Black teen shot by white man over fireworks, hundreds memorialize victim
Hundreds remembered Devonte Ortiz, shot on the Fourth of July in a dispute about fireworks.
The family and friends of 19-year-old Devonte Ortiz struggled to find the words at Travis High School as they remembered a life that was cut way too short. A white man shot the teen on the Fourth of July, reports the Statesman in Austin, Texas.
Prior to the slaying Ortiz and 41-year-old Jason Roche had words over fireworks that Ortiz and his friends were shooting off on the celebratory night.
Roche was arrested and charged with first-degree murder in the shooting.

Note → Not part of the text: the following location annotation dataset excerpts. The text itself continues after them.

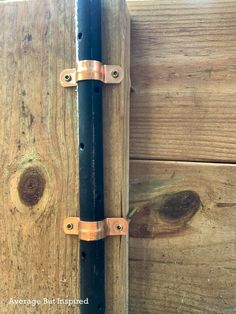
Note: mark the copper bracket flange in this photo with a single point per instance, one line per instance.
(91, 70)
(95, 230)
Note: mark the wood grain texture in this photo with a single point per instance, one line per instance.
(182, 250)
(38, 154)
(116, 50)
(183, 73)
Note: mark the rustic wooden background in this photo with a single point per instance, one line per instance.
(182, 145)
(183, 150)
(39, 155)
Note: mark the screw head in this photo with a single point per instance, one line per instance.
(69, 226)
(119, 227)
(68, 78)
(115, 74)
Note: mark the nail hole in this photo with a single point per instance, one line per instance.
(119, 227)
(69, 226)
(115, 74)
(98, 198)
(68, 77)
(99, 307)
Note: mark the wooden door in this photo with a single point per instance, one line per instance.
(39, 155)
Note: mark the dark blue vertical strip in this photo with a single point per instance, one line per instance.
(92, 285)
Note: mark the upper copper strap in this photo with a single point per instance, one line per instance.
(91, 70)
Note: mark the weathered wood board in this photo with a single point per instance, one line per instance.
(183, 70)
(38, 154)
(183, 237)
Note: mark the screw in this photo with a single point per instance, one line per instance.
(70, 226)
(119, 227)
(68, 78)
(115, 74)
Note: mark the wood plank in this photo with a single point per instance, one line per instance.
(116, 44)
(39, 154)
(183, 74)
(182, 245)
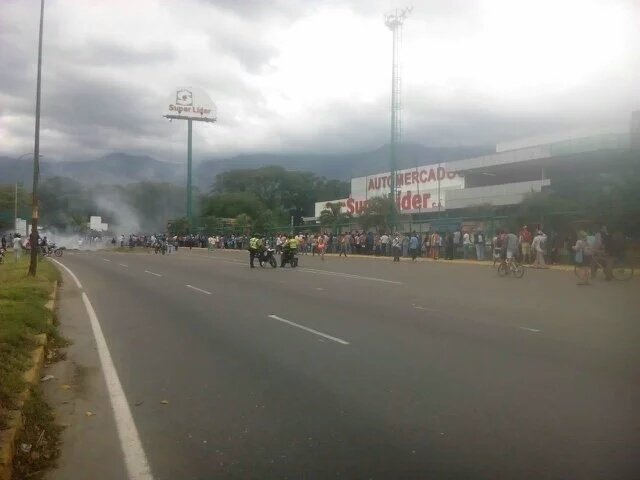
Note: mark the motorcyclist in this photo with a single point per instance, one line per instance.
(255, 247)
(289, 248)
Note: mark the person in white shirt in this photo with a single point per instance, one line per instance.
(17, 247)
(538, 246)
(384, 241)
(466, 245)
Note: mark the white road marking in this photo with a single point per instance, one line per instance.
(293, 324)
(347, 275)
(198, 289)
(418, 307)
(134, 457)
(78, 284)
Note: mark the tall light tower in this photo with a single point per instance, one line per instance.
(394, 21)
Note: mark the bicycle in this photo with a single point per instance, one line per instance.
(620, 269)
(511, 266)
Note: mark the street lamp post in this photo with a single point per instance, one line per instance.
(33, 264)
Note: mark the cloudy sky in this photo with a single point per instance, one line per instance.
(312, 75)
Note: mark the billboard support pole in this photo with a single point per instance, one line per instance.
(33, 263)
(187, 108)
(189, 182)
(394, 21)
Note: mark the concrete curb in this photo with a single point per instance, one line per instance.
(457, 261)
(31, 377)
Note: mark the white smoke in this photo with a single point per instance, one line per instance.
(125, 220)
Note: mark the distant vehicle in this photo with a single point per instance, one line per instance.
(268, 256)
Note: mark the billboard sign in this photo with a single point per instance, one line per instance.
(190, 103)
(419, 189)
(320, 206)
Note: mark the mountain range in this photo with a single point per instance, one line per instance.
(122, 168)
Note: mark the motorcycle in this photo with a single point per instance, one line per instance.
(160, 247)
(268, 256)
(289, 256)
(53, 248)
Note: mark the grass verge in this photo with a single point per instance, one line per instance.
(39, 442)
(22, 315)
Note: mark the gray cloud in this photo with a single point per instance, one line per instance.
(105, 85)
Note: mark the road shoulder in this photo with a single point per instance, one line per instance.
(79, 395)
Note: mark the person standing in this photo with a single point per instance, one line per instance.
(436, 242)
(254, 248)
(17, 247)
(343, 245)
(538, 246)
(321, 246)
(466, 245)
(396, 247)
(414, 246)
(456, 237)
(510, 245)
(479, 242)
(582, 259)
(377, 245)
(525, 244)
(384, 241)
(405, 245)
(449, 245)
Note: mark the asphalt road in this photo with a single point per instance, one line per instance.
(365, 369)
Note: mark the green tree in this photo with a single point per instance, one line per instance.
(376, 213)
(232, 204)
(332, 216)
(243, 223)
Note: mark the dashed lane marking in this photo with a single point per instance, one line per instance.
(311, 330)
(347, 275)
(198, 289)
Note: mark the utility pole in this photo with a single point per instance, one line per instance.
(33, 264)
(15, 209)
(394, 22)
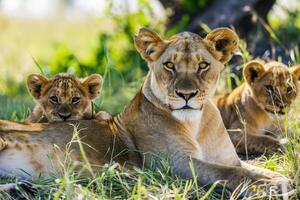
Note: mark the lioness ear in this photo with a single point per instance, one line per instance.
(93, 83)
(253, 70)
(222, 42)
(35, 83)
(149, 44)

According to Austin police, Roche claims that he shot Ortiz in self-defense after getting into an argument. But police have cell phone video which contradicts that claim and shows a pistol-packing Roche brandishing his gun at Ortiz multiple times.
Roche reholsters his weapon, and then displays it again, according to the shooter’s arrest affidavit.
Roche’s father then tries to get involved as the argument escalated and there was “mutual shoving of each other,” the affidavit states.
Ortiz then allegedly pushed the father to the ground, that’s when things took a turn for the worse.
“Jason Roche responded by shooting Ortiz,” the affidavit says.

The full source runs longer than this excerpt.